Copyright law also sucks. But the big issue with DRM that people talk about is the fact that it's proprietary software. If the software were Free/Libre the software can be modified such that it now respects the user's freedom where it once might not have. You the user have control with Free/Libre Software. So there is no need to return to physical media, because physical media sucks. And we have superior technology now, it's just a matter of do we have the right to use it. Or are our rights denied. If we have the rights we control our computers. The computer systems are superior, hard drives on computers can be terabytes and terabytes in size, whereas a pesky CD or a DVD or even a blueray are at the very most measured in gigabytes for one, but the even more important reason by far is the fact that physical media degrades. Even if computer parts like hard drives do also degrade, digital files are much easier to copy, to move on to another fresh media, and also to backup, than physical media is. There is really no reason to go back to physical media so long as we can achieve Software Freedom, which should be the real priority.
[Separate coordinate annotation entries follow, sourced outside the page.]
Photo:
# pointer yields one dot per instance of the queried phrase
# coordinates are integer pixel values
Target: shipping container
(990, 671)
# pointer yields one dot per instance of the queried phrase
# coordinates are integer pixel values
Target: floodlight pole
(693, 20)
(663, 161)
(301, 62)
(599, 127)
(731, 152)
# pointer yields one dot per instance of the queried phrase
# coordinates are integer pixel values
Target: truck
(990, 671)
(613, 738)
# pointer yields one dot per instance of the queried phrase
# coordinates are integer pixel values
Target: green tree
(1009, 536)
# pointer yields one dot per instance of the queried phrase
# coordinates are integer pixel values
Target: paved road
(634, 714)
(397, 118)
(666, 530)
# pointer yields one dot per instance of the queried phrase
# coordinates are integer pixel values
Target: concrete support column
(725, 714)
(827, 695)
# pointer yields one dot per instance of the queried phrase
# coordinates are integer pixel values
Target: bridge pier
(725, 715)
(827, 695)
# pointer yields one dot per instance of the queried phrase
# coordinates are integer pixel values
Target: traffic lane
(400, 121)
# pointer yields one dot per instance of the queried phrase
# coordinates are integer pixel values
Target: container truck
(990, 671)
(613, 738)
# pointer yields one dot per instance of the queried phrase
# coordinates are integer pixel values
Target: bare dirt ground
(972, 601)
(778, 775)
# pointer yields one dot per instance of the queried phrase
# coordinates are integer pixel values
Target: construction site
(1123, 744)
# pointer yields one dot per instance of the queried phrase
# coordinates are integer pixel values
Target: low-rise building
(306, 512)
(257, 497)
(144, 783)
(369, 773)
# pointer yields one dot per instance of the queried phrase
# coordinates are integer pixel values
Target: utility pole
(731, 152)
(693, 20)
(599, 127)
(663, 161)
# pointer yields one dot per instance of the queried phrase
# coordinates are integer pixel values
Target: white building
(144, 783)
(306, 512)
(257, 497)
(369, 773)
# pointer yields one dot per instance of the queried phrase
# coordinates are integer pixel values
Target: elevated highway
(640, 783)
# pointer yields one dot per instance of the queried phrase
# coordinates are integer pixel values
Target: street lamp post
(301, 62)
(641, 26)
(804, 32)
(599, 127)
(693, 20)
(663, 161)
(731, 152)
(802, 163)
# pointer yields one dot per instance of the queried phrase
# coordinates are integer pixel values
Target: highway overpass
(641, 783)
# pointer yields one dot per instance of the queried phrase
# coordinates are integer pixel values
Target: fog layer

Free/Libre software is software that respects the user's freedom. Software that meets the "four essential freedoms" is considered Free/Libre. The Free Software Movement was started by Richard Stallman to to pursue the liberation of cyberspace, to create a free digital world for computers users.
Richard Stallman started the GNU project to develop an operating system for this, and pioneered the concept of copyleft with their GNU GPL license. Copyleft is a specific kind of a Free/Libre license among many, that guarantees that the user's freedom is preserved when the software exchanges hands. The four freedoms of software are: (0) to run the program, (1) to study and change the program in source code form, (2) to redistribute exact copies, and (3) to distribute modified versions.